Keti Tomeishvili (Nina Baidauri / Women of Georgia)

‘I also created a pig farm. When I have some extra money, I buy more land. I created a cherry plum orchard and I expect the first harvest next year. There is also an increasing demand for asparagus, and I will have that next year too.’

‘Even a 40-year-old man is a child and asks to be taken care of’

‘Those in the village who previously thought I was insane are now asking me for a job. I employed several of the neighbours. I have my style of management: everyone has their own tasks and no one does the same job, so they cannot blame their mistakes on each other.’

‘I am strict with my son as well, but I prefer to be strict so he gets used to working. And I paid him a salary for this work so he could satisfy his own needs, rather than rely on me his entire life. You know how it is in Georgia, even a 40-year-old man is a child and asks to be taken care of.’

‘I’m not making a profit yet because everything goes to the bank. In two years, I will have cover all of the loans and then I’ll feel better. However, I’m really growing in this work; I’m getting a lot of experience. Without the loans, I will be very strong.’

‘I was visiting a neighbouring village some time ago and saw that some guys had created a greenhouse. I went to it and noticed a mistake.
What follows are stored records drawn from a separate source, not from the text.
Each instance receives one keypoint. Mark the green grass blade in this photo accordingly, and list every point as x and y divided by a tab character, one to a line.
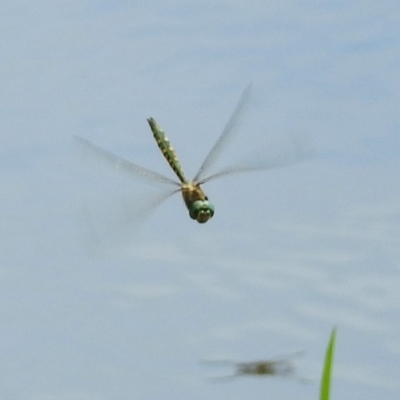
325	392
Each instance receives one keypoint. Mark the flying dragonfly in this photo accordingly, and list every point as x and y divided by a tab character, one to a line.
199	207
274	367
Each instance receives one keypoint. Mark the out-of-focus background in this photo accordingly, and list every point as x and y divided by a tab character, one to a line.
97	306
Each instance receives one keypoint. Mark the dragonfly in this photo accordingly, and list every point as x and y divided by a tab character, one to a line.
281	366
197	203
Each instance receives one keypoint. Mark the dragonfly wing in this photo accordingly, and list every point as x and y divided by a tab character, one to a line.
257	163
120	164
225	135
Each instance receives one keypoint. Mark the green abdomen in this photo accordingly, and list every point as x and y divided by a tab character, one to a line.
167	149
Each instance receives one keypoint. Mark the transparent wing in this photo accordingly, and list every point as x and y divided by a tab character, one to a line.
225	135
264	158
112	209
298	154
120	164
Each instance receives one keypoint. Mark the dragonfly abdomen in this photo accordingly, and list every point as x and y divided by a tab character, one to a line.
166	148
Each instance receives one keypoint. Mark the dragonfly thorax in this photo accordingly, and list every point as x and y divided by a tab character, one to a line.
197	203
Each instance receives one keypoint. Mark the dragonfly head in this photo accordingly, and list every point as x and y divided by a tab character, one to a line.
201	211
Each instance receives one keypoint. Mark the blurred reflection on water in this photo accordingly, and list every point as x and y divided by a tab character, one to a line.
282	366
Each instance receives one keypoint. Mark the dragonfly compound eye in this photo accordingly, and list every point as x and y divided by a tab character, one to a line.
201	211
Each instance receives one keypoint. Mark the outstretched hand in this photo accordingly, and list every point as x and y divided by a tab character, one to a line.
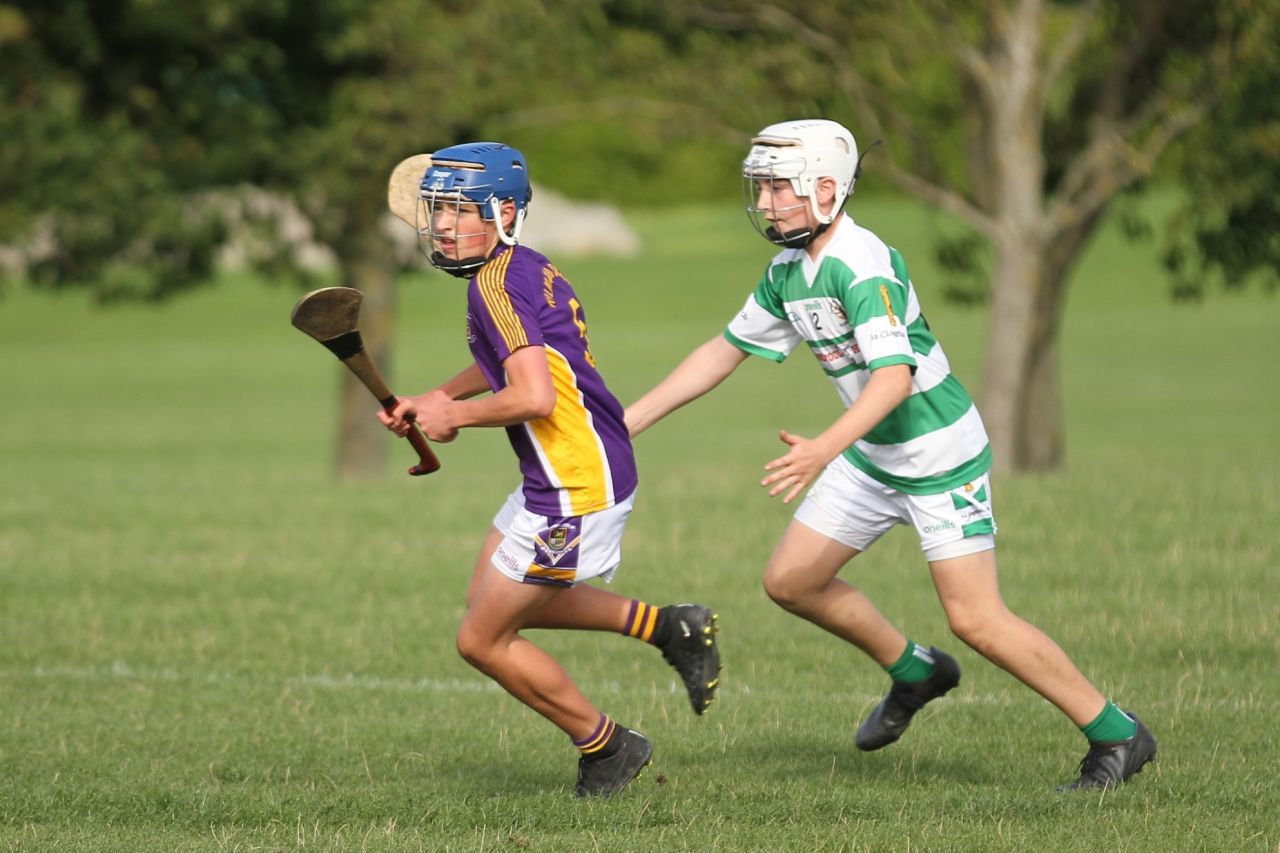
792	471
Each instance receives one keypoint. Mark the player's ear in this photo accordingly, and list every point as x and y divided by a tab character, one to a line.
826	191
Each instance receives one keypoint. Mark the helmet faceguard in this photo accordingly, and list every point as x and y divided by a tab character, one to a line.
800	153
474	177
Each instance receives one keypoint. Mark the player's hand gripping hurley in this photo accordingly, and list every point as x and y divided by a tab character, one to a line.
330	315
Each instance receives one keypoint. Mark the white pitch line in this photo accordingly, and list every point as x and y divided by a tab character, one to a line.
122	671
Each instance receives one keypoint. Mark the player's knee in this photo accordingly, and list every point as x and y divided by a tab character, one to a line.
977	629
786	588
474	649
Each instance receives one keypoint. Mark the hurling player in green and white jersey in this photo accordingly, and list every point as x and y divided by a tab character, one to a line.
909	448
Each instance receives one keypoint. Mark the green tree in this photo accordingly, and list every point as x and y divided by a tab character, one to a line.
1229	228
132	128
1024	118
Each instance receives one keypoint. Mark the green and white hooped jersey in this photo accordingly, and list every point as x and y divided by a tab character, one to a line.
858	311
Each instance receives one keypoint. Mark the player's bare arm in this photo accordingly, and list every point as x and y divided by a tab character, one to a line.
469	383
702	370
529	395
792	471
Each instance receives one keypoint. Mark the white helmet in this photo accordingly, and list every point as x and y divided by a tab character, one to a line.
801	151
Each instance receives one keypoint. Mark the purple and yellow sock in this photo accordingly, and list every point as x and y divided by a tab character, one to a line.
599	738
641	620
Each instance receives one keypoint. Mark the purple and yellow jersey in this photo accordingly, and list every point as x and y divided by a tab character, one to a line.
577	460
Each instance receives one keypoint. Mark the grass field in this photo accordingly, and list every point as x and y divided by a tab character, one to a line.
208	644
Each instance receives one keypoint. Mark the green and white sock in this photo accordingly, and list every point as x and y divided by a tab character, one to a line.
915	665
1110	726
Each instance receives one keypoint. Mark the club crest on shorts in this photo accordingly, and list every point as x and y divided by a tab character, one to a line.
556	544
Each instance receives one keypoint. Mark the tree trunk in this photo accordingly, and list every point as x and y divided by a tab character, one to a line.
368	265
1022	400
1011	357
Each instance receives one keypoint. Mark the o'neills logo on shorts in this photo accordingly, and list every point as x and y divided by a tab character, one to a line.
506	559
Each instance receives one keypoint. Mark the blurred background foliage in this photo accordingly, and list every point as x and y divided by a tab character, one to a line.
128	126
137	136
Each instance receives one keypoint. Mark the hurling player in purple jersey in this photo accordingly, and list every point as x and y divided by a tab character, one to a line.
534	374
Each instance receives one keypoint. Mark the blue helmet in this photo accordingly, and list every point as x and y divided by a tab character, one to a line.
480	173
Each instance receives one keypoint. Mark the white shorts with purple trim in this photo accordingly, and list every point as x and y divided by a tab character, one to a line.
560	551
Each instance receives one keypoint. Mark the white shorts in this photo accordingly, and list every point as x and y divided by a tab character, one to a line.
854	509
558	551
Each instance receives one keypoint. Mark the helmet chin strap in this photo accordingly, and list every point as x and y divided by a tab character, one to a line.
798	238
457	267
467	267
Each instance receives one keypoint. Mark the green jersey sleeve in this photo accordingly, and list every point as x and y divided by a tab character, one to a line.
876	309
763	327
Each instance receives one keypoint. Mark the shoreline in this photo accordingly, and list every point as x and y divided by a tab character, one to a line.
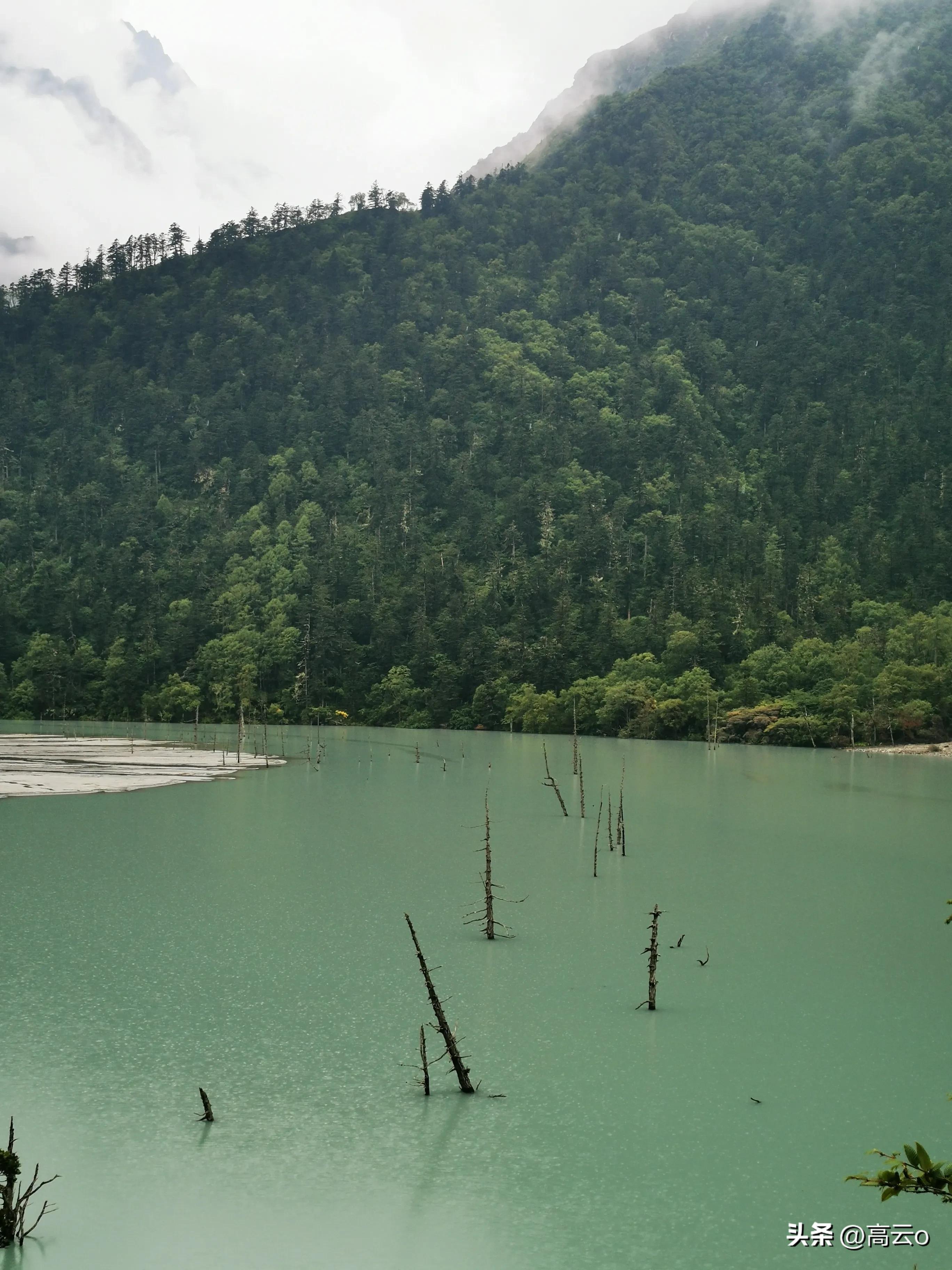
932	750
33	765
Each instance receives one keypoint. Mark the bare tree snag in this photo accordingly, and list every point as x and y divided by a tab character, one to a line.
488	883
620	831
550	782
598	826
14	1199
485	916
452	1050
652	961
425	1065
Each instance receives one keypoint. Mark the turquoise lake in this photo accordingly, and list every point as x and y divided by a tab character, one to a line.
249	936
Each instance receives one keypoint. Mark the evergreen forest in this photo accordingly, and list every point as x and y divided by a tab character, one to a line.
649	431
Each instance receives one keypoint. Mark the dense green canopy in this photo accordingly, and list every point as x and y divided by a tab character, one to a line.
676	397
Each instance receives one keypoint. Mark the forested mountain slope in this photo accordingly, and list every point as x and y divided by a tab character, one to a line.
676	398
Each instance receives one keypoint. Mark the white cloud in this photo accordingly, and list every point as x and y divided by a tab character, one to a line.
277	102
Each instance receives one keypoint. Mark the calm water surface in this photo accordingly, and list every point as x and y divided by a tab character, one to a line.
249	936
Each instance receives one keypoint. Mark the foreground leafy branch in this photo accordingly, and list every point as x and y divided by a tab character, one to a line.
917	1174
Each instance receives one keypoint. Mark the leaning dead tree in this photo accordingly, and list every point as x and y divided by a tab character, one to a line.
550	782
652	961
485	916
598	826
425	1065
620	831
452	1050
14	1199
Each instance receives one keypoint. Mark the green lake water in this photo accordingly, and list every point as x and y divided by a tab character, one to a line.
249	936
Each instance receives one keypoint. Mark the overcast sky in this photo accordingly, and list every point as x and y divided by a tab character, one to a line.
284	101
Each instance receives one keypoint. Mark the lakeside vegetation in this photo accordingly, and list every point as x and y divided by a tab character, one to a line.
657	429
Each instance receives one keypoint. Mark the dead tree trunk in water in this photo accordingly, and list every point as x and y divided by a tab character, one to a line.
462	1074
485	916
598	826
488	884
550	782
14	1201
620	833
425	1065
652	961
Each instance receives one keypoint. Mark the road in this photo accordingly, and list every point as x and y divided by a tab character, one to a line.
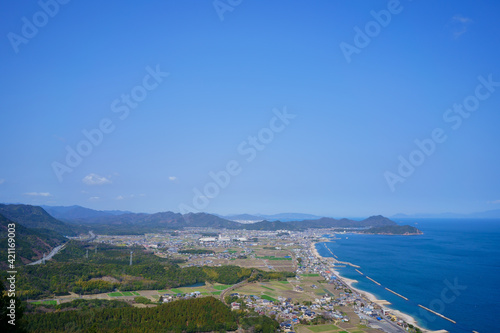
50	255
385	324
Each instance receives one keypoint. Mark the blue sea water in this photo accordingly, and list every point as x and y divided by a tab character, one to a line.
453	269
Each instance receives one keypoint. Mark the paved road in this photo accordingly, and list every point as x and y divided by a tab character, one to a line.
385	324
50	255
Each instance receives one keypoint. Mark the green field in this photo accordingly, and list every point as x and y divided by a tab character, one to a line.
45	302
269	298
268	288
222	287
130	293
115	294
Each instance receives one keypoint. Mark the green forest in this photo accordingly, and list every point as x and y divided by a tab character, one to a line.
194	315
85	268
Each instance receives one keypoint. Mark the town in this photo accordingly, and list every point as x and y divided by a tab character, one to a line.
315	295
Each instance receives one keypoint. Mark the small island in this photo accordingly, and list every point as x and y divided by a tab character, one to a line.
405	230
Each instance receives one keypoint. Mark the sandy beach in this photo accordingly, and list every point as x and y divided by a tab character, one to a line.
409	319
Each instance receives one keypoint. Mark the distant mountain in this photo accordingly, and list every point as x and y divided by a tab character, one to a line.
103	222
36	217
283	217
243	217
137	223
79	212
31	243
490	214
324	222
393	230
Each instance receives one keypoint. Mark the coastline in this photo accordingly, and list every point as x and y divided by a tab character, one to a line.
371	297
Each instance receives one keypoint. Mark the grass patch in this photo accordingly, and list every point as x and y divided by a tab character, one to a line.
177	291
222	287
45	302
328	292
128	293
115	294
269	298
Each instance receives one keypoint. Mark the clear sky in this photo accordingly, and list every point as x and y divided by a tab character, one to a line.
294	106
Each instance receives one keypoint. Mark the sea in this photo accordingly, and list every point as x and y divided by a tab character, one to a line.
452	269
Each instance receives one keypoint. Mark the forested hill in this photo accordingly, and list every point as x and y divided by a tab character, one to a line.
205	314
115	222
31	244
36	217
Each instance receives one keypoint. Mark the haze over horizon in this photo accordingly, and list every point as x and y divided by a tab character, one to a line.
267	107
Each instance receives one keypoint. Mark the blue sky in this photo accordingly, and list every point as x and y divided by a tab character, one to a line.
292	107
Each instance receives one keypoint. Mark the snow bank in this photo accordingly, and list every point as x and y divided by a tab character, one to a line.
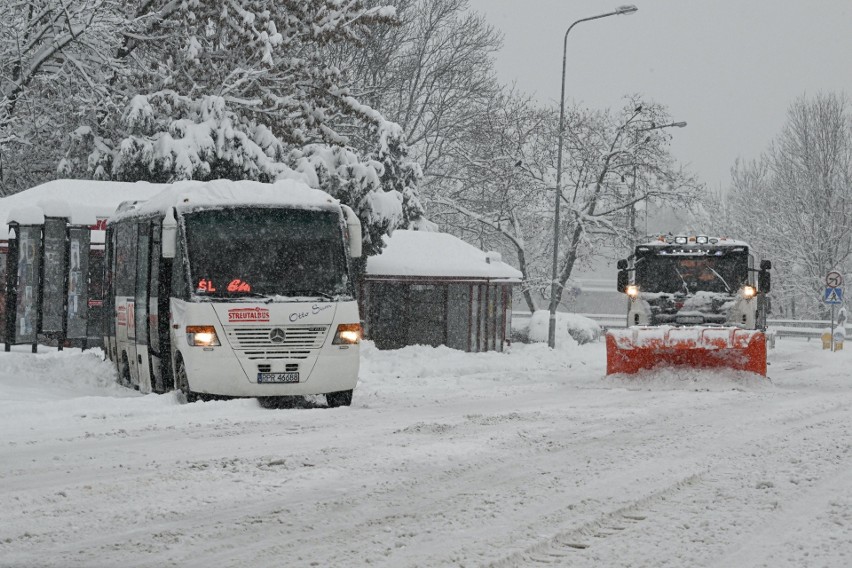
571	329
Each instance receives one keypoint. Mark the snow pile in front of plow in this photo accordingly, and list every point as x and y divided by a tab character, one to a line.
688	378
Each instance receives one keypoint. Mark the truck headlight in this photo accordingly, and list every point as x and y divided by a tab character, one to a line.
347	334
202	336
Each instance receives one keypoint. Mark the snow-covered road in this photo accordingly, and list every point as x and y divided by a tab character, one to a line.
444	459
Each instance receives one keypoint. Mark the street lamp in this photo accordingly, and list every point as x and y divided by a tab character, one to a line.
631	214
554	299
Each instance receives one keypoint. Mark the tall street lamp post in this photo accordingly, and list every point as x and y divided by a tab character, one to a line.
631	213
554	298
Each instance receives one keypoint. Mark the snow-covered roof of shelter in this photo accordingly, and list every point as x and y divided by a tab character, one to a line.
188	195
428	254
83	201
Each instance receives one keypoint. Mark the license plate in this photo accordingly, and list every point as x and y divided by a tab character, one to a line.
278	377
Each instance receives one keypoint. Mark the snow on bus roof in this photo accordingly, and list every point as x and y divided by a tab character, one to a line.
188	195
82	201
424	253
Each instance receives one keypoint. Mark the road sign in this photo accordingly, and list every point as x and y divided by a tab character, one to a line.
834	279
833	295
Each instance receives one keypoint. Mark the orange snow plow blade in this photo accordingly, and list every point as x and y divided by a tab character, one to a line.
631	350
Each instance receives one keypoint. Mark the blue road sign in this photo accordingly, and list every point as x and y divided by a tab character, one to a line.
833	295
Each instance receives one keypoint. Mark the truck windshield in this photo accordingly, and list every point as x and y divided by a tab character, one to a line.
250	252
716	271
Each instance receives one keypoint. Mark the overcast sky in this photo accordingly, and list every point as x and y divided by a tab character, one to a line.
729	68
I told them that their heating pipes were too thick and that it was too much for the heater they had. They didn’t believe me; how could a woman know. They finished harvesting in February, I am still harvesting.’

‘Lately, a lot of men want to date me. I’m surprised there are so many divorced and widowed men. I tell them that I have a child, a house, a business, and a car, why on earth would I wash your socks? They can do no good. They will start to stick their nose into my successful business, then they’ll try to limit me, but I am already independent and I will not bear being limited. I prefer being like this: moving slowly, but always forward.’